5 Tips For Being A Great Community Manager

tips be great community manager

There comes a time in everyone's life when they might feel they need to step up to the plate and take on more responsibility. Sometimes this comes from a place of altruism, other times it might be related to making more money or simply hoping out in a unique and exciting role. Being a great community manager is steeped in high-quality communication, delegation, and leadership skills – along with a healthy involvement with members of the community itself. Whether it's running a home on his association or managing a project underdevelopment, there are some essential skills you'll need to hone in order to become a successful community manager. Here's a short guide to some of those skills. 

Keep Lines Of Communication Open 

Good communication is the cornerstone of success when it comes to effective leadership. Being relatable, friendly, and firm all lead to excellent communication. The same is true across any field or organization. A lack of communication or misinformation has the potential to cause significant harm under any circumstances. Being an effective community leader requires consistent, effective communication with everyone from community members to vendors. Moreover, working with your support staff (rather than merely giving them orders) is essential to running a smooth operation. Ultimately, better communication keeps everyone in the loop, so homeowners know what's happening in the community, why it's happening, and can feel comfortable to provide feedback to you as the manager. If someone has a question about the by-laws (can they have pets? Is it okay to proceed with a renovation? What are the parking policies? And so on…) they can ask and receive a prompt response. That's the value of good communication. 

Make Yourself Available 

While communication is essential to success, making yourself available and being present/engaged when working with your community is another key aspect of being in charge. Scheduling issues can be a challenge, especially since problems can pop up at any time. As a manager, you act as the liaison between homeowners and the HOA board. That level of responsibility requires having a clear focus on your work and prioritizing some aspects of the job over others. If someone has a maintenance concern or request, for example, you want to be there to address it and take appropriate steps to find a vendor to carry out the repair. It might not always be easy, but being present and available is one of the hallmarks of great leadership. Your community shouldn't expect any less. 

Be Honest About Finances 

Financial matters are nothing to take lightly. The absolute best policy to take when it comes to finances is to be as honest as possible. When homeowners in your developments are paying their dues – anywhere from $100 or $200 per month to even higher depending on geographic location – they need to know where that money is going. Or they should at least have some idea of how these dues are directed. Honesty and transparency in this regard also contribute to helping the board make better, well-informed decisions and support the community overall. 

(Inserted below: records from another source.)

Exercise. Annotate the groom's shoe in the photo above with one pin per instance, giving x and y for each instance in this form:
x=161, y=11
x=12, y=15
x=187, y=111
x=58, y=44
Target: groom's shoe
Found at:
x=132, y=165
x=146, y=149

Use Software To Automate HOA Management 

The responsibilities of an HOA community board and its management are extensive. Automating some of these processes with dedicated, condo-specific software is a great way to get more work done, help homeowners, complete repairs / maintenance on time, and manage the association's finances. Use condo management software to streamline and enhance the day-to-day management of the homeowners association for your condo. Management software helps improve the flow of communication, allows homeowners to pay their dues online and access previous receipts, and much more. If you need to hire someone, the software can help build a database of reputable vendors. If you need to track ownership of a unit or ownership transfers, you can do that too. It also automates paperwork and budgetary calculations (including special assessments), making it easier to carry out your duties than if you had to rely on doing everything by hand. 

how to be top community management professional

Get The Community Involved 

The last piece of the "great community leadership" puzzle is getting the rest of your community involved with running things. You can do this in a few ways. Start by being open and welcoming to new additions to the community, as a good first impression can set the tone for a positive future relationship. If a homeowner regularly volunteers for something or readily participates in board discussions, recognize their contributions and make them feel like they're adding value to the entire organization. Positive feedback and communication are extremely useful for doing just that. When it all comes down to it, getting the community involved is pretty easy and eventually leads to better management, happier homeowners, and increased property values.